The Department would like to congratulate Epidemiology Research Division Director and Associate Professor Louise Henderson, PhD, and multi-institution collaborators for receiving North Carolina Translational and Clinical Sciences (NCTraCS) Institute Carolinas Collaborative (CC) Grant funding ($50K) in October 2018 for their proposed pilot study – “Detection of Coronary Artery Calcification in the Lung Cancer Screening Population: Clinical Implications for Cardiovascular Risk Stratification and Statin Pharmacotherapy.”

The CC is a pilot program designed to facilitate novel clinical and translational research and quality improvement activities accelerating discovery into testing in clinical or population settings. It provides program participants with a database synchronizing Electronic Health Records from the Carolinas’ four Clinical and Translational Science Awards (CTSA) institutions – UNC, Wake Forest University, Duke University and MUSC. Those funded must represent the program’s mission through carrying out pilot studies that: 1) incorporate data from at least two of these four CTSAs; 2) utilize CC data to generate new knowledge and improve the quality of care delivered to patients in the Carolinas; and 3) demonstrate that CC Electronic Health Records data is being applied to clinical research within and across integrated delivery systems.

Among the four 2018 CC Grant awardees, Henderson and co-collaborators Drs. Tina Tailor (Duke University Assistant Professor of Radiology), Caroline Chiles (Wake Forest University Professor of Radiology), and M. Patricia Rivera (UNC Professor of Medicine) will conduct a one-year pilot study to facilitate future translational research focused on lung cancer screening.

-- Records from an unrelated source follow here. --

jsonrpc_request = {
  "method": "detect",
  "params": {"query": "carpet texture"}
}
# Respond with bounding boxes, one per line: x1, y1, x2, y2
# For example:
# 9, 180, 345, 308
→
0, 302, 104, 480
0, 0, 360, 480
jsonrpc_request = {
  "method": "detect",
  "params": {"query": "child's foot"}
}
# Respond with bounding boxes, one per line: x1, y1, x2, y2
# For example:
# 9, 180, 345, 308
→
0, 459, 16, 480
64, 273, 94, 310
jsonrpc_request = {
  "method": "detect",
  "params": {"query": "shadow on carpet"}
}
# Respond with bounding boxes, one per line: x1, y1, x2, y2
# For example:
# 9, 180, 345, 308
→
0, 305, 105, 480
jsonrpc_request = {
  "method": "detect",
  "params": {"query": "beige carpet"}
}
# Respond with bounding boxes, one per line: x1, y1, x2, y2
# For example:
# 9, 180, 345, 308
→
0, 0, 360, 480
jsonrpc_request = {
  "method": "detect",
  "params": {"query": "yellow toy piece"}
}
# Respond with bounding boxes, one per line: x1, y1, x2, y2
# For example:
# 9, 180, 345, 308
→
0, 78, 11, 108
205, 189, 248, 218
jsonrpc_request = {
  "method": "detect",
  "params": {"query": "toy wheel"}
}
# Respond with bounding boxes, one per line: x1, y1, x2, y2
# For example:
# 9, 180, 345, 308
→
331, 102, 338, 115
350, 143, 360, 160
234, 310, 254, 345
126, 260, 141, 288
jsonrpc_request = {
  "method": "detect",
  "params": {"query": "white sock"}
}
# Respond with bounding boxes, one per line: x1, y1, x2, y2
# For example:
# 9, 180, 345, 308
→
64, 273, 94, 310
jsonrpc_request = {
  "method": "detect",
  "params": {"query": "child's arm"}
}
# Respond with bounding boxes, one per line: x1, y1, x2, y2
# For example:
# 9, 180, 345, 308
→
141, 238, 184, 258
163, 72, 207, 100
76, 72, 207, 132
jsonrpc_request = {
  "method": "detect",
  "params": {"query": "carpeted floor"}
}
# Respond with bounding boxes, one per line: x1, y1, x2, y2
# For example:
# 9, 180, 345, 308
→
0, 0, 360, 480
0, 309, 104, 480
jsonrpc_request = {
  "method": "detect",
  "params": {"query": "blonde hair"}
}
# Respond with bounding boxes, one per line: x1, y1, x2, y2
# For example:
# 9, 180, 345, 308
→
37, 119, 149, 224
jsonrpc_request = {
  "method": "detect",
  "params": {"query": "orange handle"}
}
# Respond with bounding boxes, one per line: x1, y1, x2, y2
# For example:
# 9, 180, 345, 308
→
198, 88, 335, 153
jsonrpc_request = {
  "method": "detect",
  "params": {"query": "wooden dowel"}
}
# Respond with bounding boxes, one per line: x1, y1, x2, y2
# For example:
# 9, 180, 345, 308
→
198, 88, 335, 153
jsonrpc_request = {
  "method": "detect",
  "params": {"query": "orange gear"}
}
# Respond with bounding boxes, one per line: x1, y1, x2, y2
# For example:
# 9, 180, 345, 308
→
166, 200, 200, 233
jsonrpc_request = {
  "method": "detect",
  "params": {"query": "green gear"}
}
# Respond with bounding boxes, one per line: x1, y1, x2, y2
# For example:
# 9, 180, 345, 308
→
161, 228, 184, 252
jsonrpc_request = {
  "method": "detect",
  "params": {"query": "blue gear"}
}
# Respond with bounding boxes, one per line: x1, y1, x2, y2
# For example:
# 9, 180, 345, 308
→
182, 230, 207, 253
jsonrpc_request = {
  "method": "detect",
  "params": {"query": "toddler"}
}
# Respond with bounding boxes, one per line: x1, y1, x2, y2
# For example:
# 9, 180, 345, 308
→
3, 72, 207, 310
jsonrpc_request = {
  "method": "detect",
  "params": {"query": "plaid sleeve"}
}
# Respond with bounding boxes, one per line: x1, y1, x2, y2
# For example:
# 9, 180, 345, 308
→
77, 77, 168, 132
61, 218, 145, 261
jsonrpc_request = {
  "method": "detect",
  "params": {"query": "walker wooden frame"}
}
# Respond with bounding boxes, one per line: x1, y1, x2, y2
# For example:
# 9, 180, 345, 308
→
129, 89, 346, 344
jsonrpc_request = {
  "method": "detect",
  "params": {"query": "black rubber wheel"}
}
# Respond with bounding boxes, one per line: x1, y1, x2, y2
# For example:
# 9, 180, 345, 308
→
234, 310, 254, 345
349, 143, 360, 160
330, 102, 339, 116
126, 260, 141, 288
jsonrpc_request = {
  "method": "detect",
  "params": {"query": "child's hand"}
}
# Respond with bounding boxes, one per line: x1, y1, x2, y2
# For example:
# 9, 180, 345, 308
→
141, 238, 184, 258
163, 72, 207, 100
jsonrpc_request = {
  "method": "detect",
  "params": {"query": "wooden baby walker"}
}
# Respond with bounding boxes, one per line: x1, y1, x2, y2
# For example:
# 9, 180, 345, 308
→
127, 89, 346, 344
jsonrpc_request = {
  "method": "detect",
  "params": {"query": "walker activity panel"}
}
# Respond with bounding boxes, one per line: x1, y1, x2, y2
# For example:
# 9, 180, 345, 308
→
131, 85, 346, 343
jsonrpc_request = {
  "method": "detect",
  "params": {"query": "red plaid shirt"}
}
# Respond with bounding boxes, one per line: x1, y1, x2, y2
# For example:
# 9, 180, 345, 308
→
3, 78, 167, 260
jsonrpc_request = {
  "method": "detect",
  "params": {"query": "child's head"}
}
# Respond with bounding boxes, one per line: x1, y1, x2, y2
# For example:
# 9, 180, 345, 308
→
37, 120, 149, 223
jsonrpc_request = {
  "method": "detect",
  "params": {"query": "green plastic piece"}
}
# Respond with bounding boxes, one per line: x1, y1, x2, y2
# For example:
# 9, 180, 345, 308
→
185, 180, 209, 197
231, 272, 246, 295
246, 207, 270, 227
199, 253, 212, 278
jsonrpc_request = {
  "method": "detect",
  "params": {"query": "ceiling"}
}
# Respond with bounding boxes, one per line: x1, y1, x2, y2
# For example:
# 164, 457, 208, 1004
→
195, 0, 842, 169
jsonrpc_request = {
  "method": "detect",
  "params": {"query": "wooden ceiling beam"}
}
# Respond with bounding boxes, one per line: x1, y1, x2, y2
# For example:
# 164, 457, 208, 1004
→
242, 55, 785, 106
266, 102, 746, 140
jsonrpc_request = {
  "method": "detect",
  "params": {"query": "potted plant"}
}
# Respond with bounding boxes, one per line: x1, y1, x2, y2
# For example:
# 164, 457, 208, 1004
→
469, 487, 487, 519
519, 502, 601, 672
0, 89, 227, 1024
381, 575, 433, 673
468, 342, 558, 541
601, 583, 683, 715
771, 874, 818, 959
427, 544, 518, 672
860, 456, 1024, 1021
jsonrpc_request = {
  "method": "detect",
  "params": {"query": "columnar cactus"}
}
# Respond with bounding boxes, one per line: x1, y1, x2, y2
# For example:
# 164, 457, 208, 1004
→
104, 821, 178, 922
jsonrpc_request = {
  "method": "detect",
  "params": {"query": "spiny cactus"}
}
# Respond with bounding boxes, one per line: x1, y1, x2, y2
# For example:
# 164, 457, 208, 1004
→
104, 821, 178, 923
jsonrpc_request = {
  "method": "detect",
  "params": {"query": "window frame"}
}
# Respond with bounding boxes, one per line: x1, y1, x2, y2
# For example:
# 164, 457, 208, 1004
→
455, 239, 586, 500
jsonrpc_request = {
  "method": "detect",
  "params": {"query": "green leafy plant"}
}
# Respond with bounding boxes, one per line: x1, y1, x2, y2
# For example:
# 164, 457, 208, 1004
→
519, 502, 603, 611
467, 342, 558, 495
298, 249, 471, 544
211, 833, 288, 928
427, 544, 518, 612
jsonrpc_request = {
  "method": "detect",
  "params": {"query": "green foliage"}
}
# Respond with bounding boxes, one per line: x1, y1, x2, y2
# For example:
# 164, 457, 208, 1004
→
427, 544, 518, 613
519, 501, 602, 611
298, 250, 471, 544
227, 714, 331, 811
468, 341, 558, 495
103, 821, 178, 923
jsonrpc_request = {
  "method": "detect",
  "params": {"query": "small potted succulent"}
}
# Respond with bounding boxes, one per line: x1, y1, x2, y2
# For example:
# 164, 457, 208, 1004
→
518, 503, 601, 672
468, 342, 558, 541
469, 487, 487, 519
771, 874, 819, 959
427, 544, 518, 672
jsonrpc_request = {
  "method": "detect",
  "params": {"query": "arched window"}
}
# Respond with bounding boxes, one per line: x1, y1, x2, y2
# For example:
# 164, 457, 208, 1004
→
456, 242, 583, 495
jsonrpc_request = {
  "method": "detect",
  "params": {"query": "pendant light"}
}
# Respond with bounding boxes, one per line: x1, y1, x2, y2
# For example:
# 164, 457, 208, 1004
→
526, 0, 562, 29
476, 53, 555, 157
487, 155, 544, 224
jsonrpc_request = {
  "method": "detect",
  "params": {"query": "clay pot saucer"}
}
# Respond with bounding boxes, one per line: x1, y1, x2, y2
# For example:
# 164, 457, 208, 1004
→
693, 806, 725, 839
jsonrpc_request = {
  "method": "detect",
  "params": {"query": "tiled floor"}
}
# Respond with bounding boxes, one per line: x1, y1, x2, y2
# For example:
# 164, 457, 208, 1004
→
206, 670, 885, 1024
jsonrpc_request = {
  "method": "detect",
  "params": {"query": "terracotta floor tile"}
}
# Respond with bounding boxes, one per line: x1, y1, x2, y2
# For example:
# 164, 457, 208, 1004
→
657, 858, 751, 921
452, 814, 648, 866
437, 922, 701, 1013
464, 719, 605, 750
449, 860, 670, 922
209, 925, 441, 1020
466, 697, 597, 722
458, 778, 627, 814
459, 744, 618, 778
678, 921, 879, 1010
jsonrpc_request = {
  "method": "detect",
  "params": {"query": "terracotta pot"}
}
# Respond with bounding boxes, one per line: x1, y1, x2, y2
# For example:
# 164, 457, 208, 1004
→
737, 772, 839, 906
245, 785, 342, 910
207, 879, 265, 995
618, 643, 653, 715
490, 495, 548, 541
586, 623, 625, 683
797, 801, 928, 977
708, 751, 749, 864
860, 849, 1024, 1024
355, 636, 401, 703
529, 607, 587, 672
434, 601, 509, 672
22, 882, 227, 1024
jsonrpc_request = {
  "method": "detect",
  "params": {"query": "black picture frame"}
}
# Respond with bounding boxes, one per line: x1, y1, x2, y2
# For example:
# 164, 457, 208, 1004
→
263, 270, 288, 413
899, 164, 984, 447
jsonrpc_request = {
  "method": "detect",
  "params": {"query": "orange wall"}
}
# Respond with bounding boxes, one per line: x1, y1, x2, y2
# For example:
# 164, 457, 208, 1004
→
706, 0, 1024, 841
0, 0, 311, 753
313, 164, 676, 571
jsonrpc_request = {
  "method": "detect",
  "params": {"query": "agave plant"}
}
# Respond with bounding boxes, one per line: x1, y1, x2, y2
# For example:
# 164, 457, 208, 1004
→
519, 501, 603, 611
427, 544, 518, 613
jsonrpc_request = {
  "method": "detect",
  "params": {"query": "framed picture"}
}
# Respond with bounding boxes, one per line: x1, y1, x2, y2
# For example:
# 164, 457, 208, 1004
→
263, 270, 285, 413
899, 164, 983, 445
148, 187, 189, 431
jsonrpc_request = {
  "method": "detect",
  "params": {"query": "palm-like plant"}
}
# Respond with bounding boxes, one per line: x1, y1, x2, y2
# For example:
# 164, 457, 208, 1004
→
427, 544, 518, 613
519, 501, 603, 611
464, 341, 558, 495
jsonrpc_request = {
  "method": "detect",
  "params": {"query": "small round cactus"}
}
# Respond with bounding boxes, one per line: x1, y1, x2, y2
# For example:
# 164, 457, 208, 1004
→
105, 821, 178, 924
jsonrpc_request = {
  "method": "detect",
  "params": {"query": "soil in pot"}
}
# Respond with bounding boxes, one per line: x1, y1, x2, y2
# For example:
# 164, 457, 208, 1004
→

In 2013, the U.S. Preventive Services Task Force recommended annual lung cancer screening in patients at high risk for developing lung cancer.  In addition to lung malignancy, this high risk population is also at increased risk for atherosclerotic cardiovascular disease (ASCVD). The project will evaluate how coronary artery calcification found at low dose CT for lung cancer screening influences ASCVD risk stratification and statin delivery in patients undergoing lung cancer screening. This will be accomplished with Electronic Health Record data from the CC in conjunction with abstracted radiology text reports. By collaborating across three NC institutions, the study findings will be more generalizable and will establish the feasibility of conducting studies in lung cancer screening.

Henderson noted: “This multi-institution pilot study will help us to understand how coronary artery calcification detected on lung cancer screening is being managed. We hope to use these results to inform reporting and clinical practice guidelines around ASCVD in the lung cancer screened population.”